Le pape François refuse la démission du cardinal Barbarin, dans l'attente de son procès en appel. Bien que le prélat français se soit mis en retrait de la direction du diocèse de Lyon, la décision du pape surprend même la Conférence des évêques. Son porte-parole nous répond.

Le pape a accordé un sursis au cardinal Barbarin, qui se met en retrait en attendant son procès en appel
Le pape a accordé un sursis au cardinal Barbarin, qui se met en retrait en attendant son procès en appel © AFP / Alberto PIZZOLI

Après sa condamnation à six mois de prison avec sursis pour non dénonciation des abus sexuels du Père Preynat, le cardinal Philippe Barbarin a présenté sa démission au pape ce lundi, une décision refusée par François qui, "invoquant la présomption d'innocence, n'a pas voulu accepter cette démission", a annoncé le primat des Gaules dans un communiqué. Le cardinal Barbarin a en effet fait appel de sa condamnation. Lorsque l'affaire avait éclaté en 2016, le pape avait déjà rejeté une première offre de démission, jugeant qu'elle serait "un contresens, une imprudence", avant l'issue de son procès. 

FRANCE INTER : La décision du pape vous a-t-elle étonné ?

VINCENT NEYMON (porte parole de la Conférence des évêques) : C'est vrai qu'on ne s'attendait pas à cette décision-là.

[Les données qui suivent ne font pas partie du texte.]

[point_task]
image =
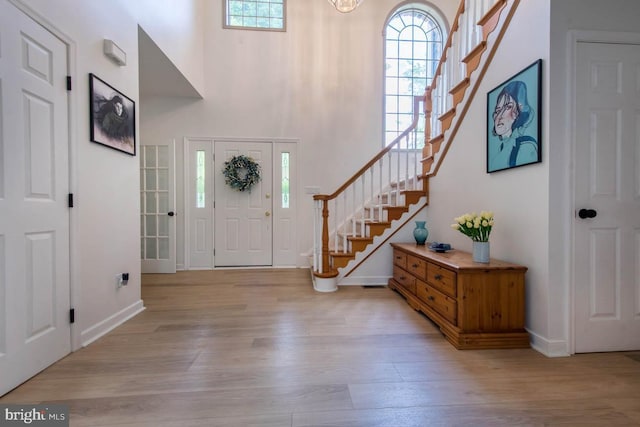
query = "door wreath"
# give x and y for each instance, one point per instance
(241, 173)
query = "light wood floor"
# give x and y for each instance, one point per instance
(261, 348)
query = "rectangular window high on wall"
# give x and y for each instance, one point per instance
(267, 15)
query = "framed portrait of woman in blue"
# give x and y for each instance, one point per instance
(513, 121)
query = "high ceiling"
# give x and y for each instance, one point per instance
(158, 75)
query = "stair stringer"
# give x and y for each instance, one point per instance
(493, 40)
(343, 278)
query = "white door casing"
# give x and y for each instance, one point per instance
(607, 184)
(157, 203)
(243, 220)
(34, 183)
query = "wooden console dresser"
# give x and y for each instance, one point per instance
(475, 305)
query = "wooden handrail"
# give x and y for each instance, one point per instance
(448, 44)
(481, 72)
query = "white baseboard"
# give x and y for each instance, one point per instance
(550, 348)
(364, 281)
(99, 329)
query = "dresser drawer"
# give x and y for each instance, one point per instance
(442, 279)
(405, 279)
(400, 258)
(444, 305)
(417, 267)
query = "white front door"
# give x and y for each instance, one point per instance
(199, 200)
(34, 184)
(607, 198)
(157, 220)
(243, 220)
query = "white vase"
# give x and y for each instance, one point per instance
(481, 252)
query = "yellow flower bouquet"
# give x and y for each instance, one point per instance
(477, 227)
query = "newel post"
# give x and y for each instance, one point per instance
(325, 236)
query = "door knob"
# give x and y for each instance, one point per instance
(587, 213)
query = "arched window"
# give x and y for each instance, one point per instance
(414, 36)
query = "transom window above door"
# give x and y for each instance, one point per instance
(267, 15)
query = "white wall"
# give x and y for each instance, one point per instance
(319, 82)
(518, 197)
(105, 221)
(568, 16)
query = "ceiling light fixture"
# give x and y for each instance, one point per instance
(345, 6)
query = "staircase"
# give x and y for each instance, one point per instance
(387, 192)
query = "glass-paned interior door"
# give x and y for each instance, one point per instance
(157, 216)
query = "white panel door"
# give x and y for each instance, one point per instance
(199, 199)
(243, 220)
(607, 198)
(34, 217)
(157, 218)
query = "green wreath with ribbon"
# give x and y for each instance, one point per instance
(241, 173)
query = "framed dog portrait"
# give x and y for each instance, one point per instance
(112, 117)
(513, 121)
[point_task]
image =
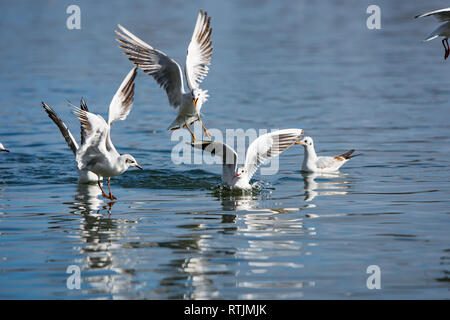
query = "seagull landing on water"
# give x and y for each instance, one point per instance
(313, 163)
(167, 72)
(2, 148)
(121, 100)
(98, 153)
(443, 30)
(260, 151)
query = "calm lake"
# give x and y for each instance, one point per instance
(174, 233)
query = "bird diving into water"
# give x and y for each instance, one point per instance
(167, 72)
(260, 151)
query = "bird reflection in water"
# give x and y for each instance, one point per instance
(88, 200)
(324, 184)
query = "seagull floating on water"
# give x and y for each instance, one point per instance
(84, 176)
(313, 163)
(443, 30)
(2, 148)
(122, 98)
(167, 72)
(260, 151)
(98, 153)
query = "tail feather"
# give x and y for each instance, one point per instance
(349, 154)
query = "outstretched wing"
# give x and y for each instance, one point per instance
(121, 103)
(95, 146)
(164, 69)
(441, 14)
(199, 52)
(269, 145)
(228, 155)
(71, 142)
(83, 106)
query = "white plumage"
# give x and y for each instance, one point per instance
(167, 72)
(314, 163)
(443, 30)
(260, 151)
(96, 155)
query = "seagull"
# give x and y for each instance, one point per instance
(98, 153)
(313, 163)
(2, 148)
(260, 151)
(86, 176)
(443, 30)
(167, 72)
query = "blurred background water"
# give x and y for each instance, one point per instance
(173, 234)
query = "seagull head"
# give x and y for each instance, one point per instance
(239, 172)
(130, 161)
(306, 142)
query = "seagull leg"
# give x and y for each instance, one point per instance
(111, 197)
(103, 192)
(192, 134)
(204, 129)
(446, 47)
(447, 51)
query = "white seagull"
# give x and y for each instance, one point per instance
(2, 148)
(98, 153)
(313, 163)
(119, 109)
(167, 72)
(260, 151)
(84, 176)
(443, 30)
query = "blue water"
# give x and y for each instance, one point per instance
(173, 233)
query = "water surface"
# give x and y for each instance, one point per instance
(173, 233)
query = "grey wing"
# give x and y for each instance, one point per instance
(95, 147)
(199, 52)
(228, 155)
(164, 69)
(268, 146)
(441, 14)
(121, 103)
(71, 142)
(83, 106)
(325, 162)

On pensait que le pape accepterait la démission du cardinal Barbarin, tout simplement. Et nous pensions que c'était la bonne solution pour le cardinal, mais aussi pour le pape et pour le diocèse.

En fait, le pape tient à montrer résolument que la justice des pays doit passer complètement, et puisque l'appel a été interjeté, il faut respecter le cours de la justice. En faisant cela, le pape ne pose pas une exception mais tient une ligne, celle du respect de la justice des pays afin de ne pas influencer le juge d'appel en acceptant la démission du cardinal, ce qui serait, d'une certaine façon, reconnaître sa culpabilité.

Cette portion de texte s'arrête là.